Nie mielibyśmy prawa mówić, że przeżywamy po chrześcijańsku czas Wielkiego Postu, gdyby zabrakło nam chęci i czasu do rozpamiętywania tajemnic Męki, Śmierci i Zmartwychwstania Chrystusa. Służą temu liczne nabożeństwa, wyrosłe z pasyjnej pobożności ludowej, a wśród nich Droga Krzyżowa i „Gorzkie żale” oraz czytanie Pisma Świętego. Rzecz w tym, byśmy chcieli te praktyki na nowo odkryć i czynnie w nich uczestniczyć, a młodych zarazili głęboką i szczerą pobożnością pasyjną.
Rozważania pasyjne mają nam dopomagać w całokształcie wielkopostnego wysiłku przygotowania się do godnego uczestnictwa w obchodach tajemnicy paschalnej oraz do odnowy przymierza chrztu, na mocy którego człowiek został w tę tajemnicę włączony.
Via Crucis – Droga Krzyżowa
Praktyka rozważania Drogi Krzyżowej, która nawiązuje do przejścia Jezusa z krzyżem ulicami Jerozolimy od pretorium Piłata na wzgórze Golgoty, powstała z potrzeby plastycznego unaocznienia tajemnic Męki Chrystusa. „Jest to nabożeństwo ludowe w najczystszej formie: równocześnie obraz i myśl, zewnętrzna postawa i wewnętrzne usposobienie, historyczna prawda i wytwór religijnej intuicji” (J. Kopeć).
Droga Krzyżowa powstała z pragnienia kroczenia śladami Chrystusa (chrystoformizacja); w tym nabożeństwie chodzi o zrozumienie jej sensu dla naszego zbawienia. Przy stacjach spotykamy Chrystusa, któremu mamy towarzyszyć. „To nabożeństwo nie może być tylko przyglądaniem się stacjom” – stwierdził S. Rodziński.
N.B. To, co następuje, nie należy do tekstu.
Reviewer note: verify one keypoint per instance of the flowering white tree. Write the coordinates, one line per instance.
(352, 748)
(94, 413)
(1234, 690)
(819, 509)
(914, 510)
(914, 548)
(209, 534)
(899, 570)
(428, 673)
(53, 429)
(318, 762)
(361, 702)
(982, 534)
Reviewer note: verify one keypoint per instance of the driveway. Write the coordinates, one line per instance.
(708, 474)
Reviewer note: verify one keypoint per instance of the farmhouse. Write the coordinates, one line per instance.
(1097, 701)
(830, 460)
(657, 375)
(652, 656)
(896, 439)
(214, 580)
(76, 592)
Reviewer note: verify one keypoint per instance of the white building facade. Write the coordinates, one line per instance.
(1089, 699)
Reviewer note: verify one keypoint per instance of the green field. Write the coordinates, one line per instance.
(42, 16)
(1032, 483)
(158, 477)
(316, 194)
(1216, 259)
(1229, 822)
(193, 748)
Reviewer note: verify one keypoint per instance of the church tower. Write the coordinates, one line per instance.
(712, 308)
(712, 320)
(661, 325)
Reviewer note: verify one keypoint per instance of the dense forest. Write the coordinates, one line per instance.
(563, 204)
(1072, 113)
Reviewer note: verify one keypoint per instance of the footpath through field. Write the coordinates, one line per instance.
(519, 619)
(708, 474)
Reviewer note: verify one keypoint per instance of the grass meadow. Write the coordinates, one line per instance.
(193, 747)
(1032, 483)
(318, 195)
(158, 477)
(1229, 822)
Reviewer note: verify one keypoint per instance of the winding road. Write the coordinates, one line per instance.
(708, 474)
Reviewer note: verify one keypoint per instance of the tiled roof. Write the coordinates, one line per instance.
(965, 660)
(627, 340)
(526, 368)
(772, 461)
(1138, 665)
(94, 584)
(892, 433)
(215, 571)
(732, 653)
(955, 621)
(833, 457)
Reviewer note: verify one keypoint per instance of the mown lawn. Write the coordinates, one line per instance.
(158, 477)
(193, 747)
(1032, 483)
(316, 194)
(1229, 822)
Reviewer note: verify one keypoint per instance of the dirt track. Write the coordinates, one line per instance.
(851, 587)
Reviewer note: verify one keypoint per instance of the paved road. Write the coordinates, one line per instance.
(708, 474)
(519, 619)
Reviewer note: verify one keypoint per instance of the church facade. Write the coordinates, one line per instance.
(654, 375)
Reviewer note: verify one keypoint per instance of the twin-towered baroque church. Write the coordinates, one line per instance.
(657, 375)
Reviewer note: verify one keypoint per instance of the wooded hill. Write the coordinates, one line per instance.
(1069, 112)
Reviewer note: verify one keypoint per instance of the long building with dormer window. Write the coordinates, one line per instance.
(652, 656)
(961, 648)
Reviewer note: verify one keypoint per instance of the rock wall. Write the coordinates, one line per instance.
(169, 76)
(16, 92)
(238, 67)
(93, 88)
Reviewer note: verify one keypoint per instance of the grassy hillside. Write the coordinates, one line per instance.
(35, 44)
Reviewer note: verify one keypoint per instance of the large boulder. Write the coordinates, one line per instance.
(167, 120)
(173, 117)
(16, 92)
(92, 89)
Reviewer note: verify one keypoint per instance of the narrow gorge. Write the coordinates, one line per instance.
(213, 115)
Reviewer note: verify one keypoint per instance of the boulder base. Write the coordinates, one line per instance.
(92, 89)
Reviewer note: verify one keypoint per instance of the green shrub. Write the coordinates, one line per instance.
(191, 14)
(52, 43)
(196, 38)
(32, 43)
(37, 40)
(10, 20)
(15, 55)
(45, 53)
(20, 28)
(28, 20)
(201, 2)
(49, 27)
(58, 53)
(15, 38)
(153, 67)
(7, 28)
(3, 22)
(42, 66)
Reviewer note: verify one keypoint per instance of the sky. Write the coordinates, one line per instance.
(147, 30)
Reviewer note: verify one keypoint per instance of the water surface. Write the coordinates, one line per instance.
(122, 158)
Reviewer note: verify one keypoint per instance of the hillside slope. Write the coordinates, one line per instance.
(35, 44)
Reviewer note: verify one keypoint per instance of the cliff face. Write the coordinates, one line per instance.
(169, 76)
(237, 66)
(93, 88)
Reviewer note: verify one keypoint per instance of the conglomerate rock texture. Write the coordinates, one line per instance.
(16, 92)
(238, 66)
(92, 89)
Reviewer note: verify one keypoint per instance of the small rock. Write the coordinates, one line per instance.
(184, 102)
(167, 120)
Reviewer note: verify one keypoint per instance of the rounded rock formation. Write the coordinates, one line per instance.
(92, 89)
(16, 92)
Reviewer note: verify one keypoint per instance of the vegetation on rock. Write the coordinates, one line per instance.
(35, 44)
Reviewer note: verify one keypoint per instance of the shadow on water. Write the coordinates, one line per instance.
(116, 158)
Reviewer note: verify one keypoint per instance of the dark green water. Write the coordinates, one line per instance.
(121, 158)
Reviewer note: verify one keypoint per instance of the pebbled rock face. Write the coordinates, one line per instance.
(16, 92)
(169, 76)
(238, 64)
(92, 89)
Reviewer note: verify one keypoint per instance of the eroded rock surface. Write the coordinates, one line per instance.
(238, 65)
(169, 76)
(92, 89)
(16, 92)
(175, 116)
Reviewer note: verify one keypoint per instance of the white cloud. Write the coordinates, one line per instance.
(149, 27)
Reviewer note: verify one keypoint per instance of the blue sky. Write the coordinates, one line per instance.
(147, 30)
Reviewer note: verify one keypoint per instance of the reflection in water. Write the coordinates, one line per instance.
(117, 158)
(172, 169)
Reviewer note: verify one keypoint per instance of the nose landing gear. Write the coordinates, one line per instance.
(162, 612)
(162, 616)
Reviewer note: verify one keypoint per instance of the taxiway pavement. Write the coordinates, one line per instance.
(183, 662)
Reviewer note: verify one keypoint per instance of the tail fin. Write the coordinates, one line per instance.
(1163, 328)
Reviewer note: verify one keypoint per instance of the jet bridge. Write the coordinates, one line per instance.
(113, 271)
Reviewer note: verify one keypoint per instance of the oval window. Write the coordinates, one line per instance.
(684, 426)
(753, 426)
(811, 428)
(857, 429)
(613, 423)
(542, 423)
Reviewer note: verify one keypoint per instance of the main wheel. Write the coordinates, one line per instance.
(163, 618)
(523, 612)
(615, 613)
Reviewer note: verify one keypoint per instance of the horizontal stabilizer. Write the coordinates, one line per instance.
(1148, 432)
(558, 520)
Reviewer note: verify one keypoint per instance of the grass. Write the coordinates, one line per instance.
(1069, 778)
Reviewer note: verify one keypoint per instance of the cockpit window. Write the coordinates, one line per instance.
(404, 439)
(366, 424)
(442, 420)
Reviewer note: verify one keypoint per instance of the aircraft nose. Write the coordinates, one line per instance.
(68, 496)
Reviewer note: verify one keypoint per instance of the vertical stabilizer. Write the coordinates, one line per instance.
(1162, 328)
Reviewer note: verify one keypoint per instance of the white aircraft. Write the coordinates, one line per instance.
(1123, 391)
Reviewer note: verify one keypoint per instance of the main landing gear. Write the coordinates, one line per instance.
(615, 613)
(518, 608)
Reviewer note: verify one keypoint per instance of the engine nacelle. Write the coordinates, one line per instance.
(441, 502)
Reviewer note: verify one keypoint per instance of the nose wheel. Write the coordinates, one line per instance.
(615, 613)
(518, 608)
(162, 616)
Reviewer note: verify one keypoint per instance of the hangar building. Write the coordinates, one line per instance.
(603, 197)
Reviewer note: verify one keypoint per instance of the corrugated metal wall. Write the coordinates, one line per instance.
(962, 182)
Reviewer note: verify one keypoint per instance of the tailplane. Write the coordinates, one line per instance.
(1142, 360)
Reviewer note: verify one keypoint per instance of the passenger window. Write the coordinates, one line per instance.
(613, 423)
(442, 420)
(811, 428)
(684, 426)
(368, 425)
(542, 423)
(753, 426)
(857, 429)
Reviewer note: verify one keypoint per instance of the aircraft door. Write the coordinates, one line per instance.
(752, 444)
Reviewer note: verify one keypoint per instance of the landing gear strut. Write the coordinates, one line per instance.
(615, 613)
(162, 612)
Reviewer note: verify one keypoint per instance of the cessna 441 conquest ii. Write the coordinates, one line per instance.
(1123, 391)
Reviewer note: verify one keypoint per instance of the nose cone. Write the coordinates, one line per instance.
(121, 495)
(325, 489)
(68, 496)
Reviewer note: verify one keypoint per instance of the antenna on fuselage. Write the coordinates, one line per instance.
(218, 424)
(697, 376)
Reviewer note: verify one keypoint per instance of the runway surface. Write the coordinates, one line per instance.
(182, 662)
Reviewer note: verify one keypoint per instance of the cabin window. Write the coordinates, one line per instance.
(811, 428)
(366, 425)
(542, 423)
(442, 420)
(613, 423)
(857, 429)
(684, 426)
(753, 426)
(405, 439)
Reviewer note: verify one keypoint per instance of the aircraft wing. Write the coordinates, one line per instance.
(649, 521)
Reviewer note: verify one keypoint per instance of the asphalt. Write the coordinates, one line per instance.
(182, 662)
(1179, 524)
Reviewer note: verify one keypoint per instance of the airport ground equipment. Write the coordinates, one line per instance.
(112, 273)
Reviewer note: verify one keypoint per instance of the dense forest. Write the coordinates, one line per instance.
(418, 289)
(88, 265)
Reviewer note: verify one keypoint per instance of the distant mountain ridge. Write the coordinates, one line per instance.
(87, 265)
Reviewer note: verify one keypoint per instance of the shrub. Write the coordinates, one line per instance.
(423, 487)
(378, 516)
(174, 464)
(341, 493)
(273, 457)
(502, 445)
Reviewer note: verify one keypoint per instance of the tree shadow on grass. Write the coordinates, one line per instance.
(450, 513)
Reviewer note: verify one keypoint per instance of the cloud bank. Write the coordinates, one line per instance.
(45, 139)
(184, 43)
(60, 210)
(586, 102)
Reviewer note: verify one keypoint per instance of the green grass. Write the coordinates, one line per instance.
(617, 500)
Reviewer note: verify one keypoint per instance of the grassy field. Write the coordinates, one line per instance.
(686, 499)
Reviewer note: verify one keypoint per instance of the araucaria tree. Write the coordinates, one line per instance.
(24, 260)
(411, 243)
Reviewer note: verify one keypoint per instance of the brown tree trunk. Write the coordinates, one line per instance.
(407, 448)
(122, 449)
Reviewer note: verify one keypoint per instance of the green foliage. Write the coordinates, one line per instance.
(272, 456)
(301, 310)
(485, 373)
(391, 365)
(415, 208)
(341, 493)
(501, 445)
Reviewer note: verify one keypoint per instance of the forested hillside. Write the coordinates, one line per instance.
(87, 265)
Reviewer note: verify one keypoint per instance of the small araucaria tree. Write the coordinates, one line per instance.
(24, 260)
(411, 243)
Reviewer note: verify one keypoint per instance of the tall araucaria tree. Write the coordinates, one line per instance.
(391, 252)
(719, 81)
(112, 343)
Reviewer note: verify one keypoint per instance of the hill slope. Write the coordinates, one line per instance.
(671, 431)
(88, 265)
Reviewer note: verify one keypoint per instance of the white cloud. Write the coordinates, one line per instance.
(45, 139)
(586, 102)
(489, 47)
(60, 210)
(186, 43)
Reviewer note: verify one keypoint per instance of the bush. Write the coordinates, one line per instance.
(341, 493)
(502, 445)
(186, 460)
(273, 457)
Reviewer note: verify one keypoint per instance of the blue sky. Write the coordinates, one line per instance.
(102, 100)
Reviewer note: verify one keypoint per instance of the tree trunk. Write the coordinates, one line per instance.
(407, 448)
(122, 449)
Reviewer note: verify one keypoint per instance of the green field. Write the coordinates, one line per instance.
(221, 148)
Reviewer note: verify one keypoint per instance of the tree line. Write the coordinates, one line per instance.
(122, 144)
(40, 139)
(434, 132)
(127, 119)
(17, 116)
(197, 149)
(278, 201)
To my mamy być Cyrenejczykami, Weronikami, może współczującymi niewiastami, może także prześladowcami? „Śmierć na krzyżu, będąca kulminacyjnym punktem Drogi Krzyżowej, budzi chrześcijańską nadzieję, że między ofiarą krzyża a historią ludzkości znajduje się głęboka relacja zbawcza” (J. Popławski).
Na szczęście nawet młodzi ludzie, odprawiając Via Crucis (zwłaszcza wspólnotowo) mają świadomość, że nie mogą pozostawać biernymi widzami podczas tego misterium i przeczuwają związek swego codziennego życia z tajemnicą krzyża. „Rozważania Drogi Krzyżowej są zaproszeniem do spotkania z samym sobą, własną samotnością i cierpieniem, z ludźmi, a przede wszystkim z Chrystusem, który na swej najtrudniejszej Drodze obdarza nas miłością w najpełniejszym wymiarze. (...) Jezus z jednej strony nadał sens temu, co po ludzku absurdalne, z drugiej – stale ubogaca człowieka darami wiary, aby i on przyjął tajemnicę cierpienia i śmierci, miłości mimo bólu, aby odkrył sens tego, co może mu się wydawać sensu pozbawione” (A. Iwanowska).
Każda ze stacji zdaje się wołać: Przypatrz się duszo, jak cię Bóg miłuje, jaki jesteś dla Boga ważny! Na taką miłość człowiek reaguje tym mocniej, im bardziej jest znękany, samotny i grzeszny. Idąc za ukrzyżowanym Mistrzem i Panem, człowiek dostrzega związek Jego śmierci z własnym grzechem, a to prowadzi do serdecznego żalu i chęci zmiany życia. Nabożeństwo Drogi Krzyżowej to bardzo skuteczny i radykalny rachunek sumienia, prowadzący do sakramentu pokuty; wtedy rozmodlone serce jest w stanie odczytać głos Boga i spieszy, by pełnić Jego wolę.